Results: On average, the mHealth equipped RCom showed a 3.4% higher QoC score (mean difference of 0.83 points). They were more likely to ask about the main danger signs: convulsions (69.7% vs 50.4%, < 0.001); incapacity to drink or eat (79.2% vs 59.4%, < 0.001); vomiting (81.4% vs 69.9%, < 0.01); and lethargy or unconsciousness (92.4% vs 84.8%, < 0.01). Specifically, they consistently asked one more screening question. They were also significantly better at examining for swelling feet (40.2% vs 13.3%, < 0.01) and advising caretakers on diarrhea, drug dosage and administration, and performed (though non-significantly) better when examining cough and breathing rates, referring all conditions, getting children to take prescribed treatments immediately and having caregivers understand treatment continuation. The control group was significantly better at diagnosing fast breathing, bloody diarrhea and severe acute malnutrition; and was somewhat better (non-significant) at treating fever and malaria. With treatment in general of the three diseases, there was no significant difference between the groups. On further inspection, 83% of the intervention group had a QoC score greater than 80% (25 out of 31), whereas only 67% of the control group had comparable performance. With respect to referrals, the intervention group performed better, mostly based on their better assessment of danger signs, with more correct (85% vs 29%) and fewer missed, plus a lower proportion of incorrect referrals, with the reverse being true for the controls ( = 0.012). There were no statistically significant differences in motivation, retention and supervision between the two groups, yet intervention RCom reported double the rate of no supervision in the last three months (31.8% vs 15.6%).

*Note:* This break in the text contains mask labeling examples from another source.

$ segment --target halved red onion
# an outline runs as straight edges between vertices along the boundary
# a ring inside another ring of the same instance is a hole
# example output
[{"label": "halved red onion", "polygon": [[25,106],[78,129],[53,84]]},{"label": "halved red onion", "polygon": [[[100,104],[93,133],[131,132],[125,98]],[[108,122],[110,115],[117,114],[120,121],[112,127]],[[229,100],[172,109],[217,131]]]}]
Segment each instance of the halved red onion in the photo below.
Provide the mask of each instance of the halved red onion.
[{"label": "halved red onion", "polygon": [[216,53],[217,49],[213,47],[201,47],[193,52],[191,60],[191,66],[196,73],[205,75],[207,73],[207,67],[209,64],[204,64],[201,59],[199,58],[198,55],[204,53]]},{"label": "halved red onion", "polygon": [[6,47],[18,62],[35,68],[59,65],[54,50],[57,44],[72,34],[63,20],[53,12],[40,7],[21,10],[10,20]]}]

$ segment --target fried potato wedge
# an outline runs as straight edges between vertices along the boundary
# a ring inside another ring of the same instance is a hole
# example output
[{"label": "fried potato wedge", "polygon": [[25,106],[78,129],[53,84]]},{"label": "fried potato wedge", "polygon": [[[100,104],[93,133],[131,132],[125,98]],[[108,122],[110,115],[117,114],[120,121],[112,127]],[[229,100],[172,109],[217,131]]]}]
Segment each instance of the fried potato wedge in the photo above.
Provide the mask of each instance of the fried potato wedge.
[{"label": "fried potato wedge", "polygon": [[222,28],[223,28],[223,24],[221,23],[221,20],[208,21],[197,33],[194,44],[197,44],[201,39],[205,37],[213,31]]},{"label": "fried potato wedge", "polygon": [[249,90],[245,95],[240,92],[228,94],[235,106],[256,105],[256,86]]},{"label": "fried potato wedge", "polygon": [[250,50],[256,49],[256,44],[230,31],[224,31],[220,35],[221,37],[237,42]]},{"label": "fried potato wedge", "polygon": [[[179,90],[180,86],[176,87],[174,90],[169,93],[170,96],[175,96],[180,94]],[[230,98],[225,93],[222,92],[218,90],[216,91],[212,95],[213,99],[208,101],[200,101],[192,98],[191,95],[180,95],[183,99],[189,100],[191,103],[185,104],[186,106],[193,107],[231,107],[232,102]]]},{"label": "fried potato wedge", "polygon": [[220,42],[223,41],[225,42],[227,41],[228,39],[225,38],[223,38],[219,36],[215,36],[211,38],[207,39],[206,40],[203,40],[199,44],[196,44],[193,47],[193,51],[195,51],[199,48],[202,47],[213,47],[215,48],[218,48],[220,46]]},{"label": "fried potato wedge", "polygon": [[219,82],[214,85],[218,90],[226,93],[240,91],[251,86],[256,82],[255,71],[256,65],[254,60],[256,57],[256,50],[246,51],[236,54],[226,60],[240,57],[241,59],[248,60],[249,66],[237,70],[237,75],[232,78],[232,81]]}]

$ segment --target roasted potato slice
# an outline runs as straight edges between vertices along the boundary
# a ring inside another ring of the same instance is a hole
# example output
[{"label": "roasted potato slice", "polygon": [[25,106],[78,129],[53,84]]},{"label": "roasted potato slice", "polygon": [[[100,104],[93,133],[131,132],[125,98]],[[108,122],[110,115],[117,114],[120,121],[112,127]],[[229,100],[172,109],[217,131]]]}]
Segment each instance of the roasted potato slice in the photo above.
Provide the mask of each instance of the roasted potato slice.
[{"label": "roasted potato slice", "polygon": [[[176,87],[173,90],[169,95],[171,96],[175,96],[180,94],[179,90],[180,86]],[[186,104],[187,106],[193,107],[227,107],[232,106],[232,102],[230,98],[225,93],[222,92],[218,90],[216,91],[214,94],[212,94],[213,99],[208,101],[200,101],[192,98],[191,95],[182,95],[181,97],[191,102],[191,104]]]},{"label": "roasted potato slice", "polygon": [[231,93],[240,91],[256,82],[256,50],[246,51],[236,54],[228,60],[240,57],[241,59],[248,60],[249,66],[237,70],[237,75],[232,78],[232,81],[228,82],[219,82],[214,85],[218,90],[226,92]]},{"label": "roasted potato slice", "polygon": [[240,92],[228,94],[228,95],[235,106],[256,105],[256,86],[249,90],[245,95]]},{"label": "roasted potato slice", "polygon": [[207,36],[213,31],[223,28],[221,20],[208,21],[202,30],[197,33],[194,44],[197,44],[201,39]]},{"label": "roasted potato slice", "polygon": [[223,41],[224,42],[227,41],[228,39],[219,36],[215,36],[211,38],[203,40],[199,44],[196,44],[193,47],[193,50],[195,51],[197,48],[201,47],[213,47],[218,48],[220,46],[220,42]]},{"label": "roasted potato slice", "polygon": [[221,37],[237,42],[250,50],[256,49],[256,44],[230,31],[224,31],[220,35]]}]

Conclusions: Results suggest that use of the mHealth application led to modestly improved QoC through better assessment of the sick children and better referral decisions by RCom, but not to improvement in the actual treatment of malaria, pneumonia and diarrhea. Considering mHealth's additional costs and logistics, questions around its viability remain. Further implementation could be improved by investing in RCom capacity building, building organization culture and strengthened supervision, all essential areas for improving any CHW program. In this real-world setting, in poor and remote communities in rural Niger, this study did not support the overall value of the mHealth intervention. Much was learned for any future mHealth interventions and scale-up.